« Malheur aux vaincus » se déroule à Alger en 1900. Un massacre est découvert dans une villa cossue : le couple Wandell, leur domestique et trois tirailleurs ont été sauvagement assassinés. Le lieutenant Julien Koestler est chargé de l’enquête : les soupçons s’orientent vers deux bagnards qui avaient été engagés pour des travaux à la villa …
J’ai trouvé le contexte historique de ce polar extrêmement intéressant. Suite au décret Crémieux qui attribue la citoyenneté française aux « Israélites indigènes d’Algérie » et à l’affaire Dreyfus, Alger est secoué par un vent violent antisémite, personnifié par Max Régis, journaliste élu maire d’Alger à la tête d’une liste anti-juive avant d’être révoqué. On fait notamment la chasse aux commerces tenus par des Juifs et à celles et ceux qui continuent à s’y fournir …
L’histoire nous emmène également dans un bagne militaire en plein milieu du désert aux côtés d’une forte tête arrêtée pour pas grand chose… puis lors de la mission coloniale de Voulet et Chanoine en Afrique centrale, marquée par de nombreux massacres …
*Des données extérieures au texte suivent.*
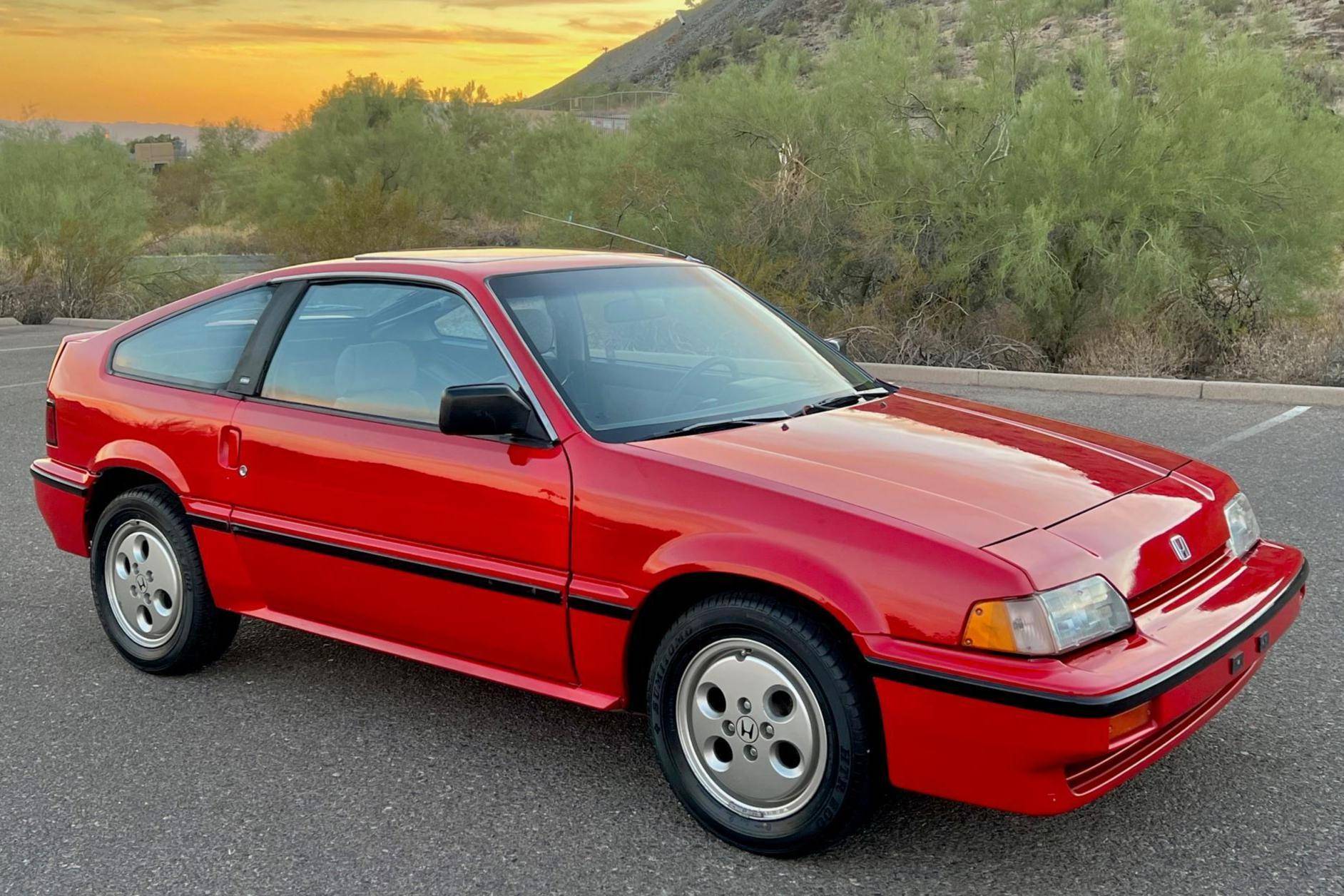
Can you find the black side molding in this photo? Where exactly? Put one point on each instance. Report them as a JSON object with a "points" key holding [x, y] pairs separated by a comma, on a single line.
{"points": [[601, 608], [1088, 707], [46, 479], [208, 521], [432, 570]]}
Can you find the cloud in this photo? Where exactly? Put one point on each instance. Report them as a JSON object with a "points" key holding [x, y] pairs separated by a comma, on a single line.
{"points": [[500, 4], [281, 33], [299, 33], [618, 27]]}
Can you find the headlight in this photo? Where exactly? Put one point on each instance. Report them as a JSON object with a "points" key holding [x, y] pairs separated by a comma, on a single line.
{"points": [[1241, 524], [1049, 622]]}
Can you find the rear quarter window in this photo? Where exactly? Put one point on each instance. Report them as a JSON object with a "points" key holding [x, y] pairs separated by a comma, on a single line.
{"points": [[197, 348]]}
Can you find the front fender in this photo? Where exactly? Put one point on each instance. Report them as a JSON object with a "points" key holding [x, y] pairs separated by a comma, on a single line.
{"points": [[752, 556]]}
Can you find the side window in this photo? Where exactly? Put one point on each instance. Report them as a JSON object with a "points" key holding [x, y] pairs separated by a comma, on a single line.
{"points": [[386, 350], [199, 347], [534, 319]]}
J’ignorais tout de ces différentes facettes historiques du roman. Je me suis également attachée à Catherine, la jeune commerçante d’origine alsacienne, que le lieutenant Koestler a connue longremps auparavant et qui se retrouve mêlée à l’enquête via une bande d’orphelins algériens dont elle s’occupe…
L’ambiance, le contexte historique, tout est très travaillé et passionnant à lire. En revanche, je suis plus dubitative sur l’intrigue en elle-même: j’ai eu l’impression que Gwenaël Bulteau avait fusionné plusieurs projets littéraires. Les différentes histoires se lient difficilement, en raison d’un trop-plein de sujets et de personnages, les pièces du puzzle ont du mal à s’imbriquer et finalement, la dimension historique prend le pas sur l’intrigue.
Dans ce polar historique, la partie historique est donc à mes yeux plus réussie que la partie polar, même si j’ai rarement appris autant de choses en lisant un policier !
Publié en 2024 à la Manufacture de Livres, en poche chez 10/18, 320 pages.